21/06/2018 (modifier)
Couverture de la série L'Arabe du futur
L'Arabe du futur

J'adore vraiment cette série. Je suis en train de la relire, et c'est toujours le même plaisir, donc note maximale pour moi. Déjà, il faut remarquer que le livre en lui même est très agréable au toucher avec ses pages épaisses et son papier à grain, tout l'inverse d'un papier glacé, parfois gênant à lire à cause des reflets. Je lis chaque tome, assez gros, en une ou deux fois, tellement je suis happé par l'histoire.

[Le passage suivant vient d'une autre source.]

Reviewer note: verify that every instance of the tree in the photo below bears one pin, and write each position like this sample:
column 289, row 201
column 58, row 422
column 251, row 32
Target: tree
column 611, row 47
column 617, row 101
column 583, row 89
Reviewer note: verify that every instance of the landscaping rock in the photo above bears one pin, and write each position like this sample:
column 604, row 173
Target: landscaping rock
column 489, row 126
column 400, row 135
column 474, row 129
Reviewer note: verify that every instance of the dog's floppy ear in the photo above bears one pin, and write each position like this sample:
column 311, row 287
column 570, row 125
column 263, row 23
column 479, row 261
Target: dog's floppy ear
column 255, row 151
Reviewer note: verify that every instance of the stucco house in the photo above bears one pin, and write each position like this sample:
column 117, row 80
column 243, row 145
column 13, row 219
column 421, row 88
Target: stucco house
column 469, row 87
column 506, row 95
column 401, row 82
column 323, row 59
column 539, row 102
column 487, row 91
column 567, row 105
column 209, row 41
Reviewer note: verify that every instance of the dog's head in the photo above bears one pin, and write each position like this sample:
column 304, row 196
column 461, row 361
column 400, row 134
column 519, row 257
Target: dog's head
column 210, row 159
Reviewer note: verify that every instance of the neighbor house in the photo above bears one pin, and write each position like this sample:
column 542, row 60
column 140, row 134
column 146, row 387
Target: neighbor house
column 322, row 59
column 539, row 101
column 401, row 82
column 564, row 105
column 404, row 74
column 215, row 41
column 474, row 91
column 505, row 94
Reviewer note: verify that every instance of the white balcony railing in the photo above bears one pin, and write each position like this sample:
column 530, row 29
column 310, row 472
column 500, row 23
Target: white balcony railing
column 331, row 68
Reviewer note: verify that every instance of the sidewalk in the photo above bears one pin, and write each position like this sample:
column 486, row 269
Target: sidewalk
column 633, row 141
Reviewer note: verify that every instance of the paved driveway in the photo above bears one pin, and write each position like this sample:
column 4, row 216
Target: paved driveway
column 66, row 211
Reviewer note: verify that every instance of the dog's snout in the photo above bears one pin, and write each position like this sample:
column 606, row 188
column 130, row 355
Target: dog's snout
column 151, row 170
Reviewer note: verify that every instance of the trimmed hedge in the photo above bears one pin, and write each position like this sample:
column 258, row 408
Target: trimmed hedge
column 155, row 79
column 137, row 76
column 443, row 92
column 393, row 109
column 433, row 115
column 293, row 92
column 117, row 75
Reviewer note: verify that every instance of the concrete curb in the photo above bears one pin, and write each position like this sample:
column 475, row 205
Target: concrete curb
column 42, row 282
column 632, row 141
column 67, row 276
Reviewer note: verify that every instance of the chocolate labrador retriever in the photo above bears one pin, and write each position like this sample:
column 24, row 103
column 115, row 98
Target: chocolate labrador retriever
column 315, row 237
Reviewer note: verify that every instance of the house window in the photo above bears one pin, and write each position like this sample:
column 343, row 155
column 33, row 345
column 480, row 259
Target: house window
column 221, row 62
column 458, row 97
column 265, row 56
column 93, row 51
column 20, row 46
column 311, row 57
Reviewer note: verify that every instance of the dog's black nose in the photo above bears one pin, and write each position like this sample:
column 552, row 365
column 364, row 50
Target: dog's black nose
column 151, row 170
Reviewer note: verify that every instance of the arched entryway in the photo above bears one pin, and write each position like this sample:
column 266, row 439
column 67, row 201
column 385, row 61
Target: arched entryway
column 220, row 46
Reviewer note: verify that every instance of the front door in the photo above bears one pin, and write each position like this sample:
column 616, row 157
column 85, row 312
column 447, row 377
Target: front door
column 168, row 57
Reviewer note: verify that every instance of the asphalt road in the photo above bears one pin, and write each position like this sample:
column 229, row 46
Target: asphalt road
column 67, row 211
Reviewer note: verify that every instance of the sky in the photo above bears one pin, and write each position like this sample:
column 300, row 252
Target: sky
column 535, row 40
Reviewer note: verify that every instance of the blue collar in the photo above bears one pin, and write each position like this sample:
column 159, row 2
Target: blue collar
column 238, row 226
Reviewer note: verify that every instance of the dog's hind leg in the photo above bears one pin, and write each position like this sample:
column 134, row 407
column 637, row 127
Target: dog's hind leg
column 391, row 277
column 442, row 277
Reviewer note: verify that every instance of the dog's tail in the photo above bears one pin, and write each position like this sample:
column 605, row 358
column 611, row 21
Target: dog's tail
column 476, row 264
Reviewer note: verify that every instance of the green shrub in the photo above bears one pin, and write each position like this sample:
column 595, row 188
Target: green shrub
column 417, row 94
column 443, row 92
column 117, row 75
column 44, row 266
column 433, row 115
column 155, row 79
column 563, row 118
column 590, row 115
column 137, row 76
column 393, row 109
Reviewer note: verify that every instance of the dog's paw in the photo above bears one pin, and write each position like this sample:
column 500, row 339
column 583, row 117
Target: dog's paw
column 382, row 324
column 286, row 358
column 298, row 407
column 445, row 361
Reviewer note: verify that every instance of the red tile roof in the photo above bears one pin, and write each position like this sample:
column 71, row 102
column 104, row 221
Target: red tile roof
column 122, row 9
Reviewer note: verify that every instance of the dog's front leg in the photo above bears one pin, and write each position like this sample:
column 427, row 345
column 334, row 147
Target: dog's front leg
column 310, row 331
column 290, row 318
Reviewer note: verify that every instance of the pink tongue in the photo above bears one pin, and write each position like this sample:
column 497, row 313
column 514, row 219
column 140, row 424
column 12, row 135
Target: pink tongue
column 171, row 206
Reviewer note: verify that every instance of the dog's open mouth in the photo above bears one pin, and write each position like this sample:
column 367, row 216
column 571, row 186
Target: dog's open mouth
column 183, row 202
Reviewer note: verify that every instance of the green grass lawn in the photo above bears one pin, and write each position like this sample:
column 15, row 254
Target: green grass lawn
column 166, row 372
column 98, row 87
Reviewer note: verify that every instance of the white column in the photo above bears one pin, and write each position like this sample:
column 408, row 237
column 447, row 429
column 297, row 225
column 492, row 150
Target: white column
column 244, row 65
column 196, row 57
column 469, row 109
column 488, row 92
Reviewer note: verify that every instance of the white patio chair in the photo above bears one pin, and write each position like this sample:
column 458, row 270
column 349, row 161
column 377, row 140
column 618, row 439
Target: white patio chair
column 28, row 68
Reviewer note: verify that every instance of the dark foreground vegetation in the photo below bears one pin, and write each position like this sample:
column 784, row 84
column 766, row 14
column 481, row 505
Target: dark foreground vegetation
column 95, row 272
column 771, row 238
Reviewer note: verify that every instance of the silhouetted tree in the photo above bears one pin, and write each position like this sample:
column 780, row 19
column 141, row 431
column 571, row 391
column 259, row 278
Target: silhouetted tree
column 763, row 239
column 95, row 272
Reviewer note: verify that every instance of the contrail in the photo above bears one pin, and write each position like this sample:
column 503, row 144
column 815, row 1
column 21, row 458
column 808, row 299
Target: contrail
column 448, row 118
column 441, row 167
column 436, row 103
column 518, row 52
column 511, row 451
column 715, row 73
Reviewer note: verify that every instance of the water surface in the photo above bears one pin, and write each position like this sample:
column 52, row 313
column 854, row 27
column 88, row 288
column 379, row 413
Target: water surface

La lecture est en effet très agréable, très fluide, le trait est simple mais efficace, avec des personnages très expressifs, notamment concernant leurs mimiques. Tout cela permet de suivre, sur un rythme effréné, le quotidien souvent drôle, mais parfois tragique aussi, des protagonistes, dont la plupart sont très attachants (Riad et son père surtout). Côté couleur, on a une tétrachromie qui n'est pas sans rappeler le drapeau Syrien: noir, blanc, vert, et rouge. Surtout, la lecture permet un voyage temporel et spatial dans le moyen Orient et la France du début des années 80. On a donc ici un témoignage des plus précieux sur la vie et l'idéologie des syriens et des libyens. Cette tranche de vie est sans doute encore plus précieuse depuis la guerre qui a ravagé la Syrie. A consommer sans modération.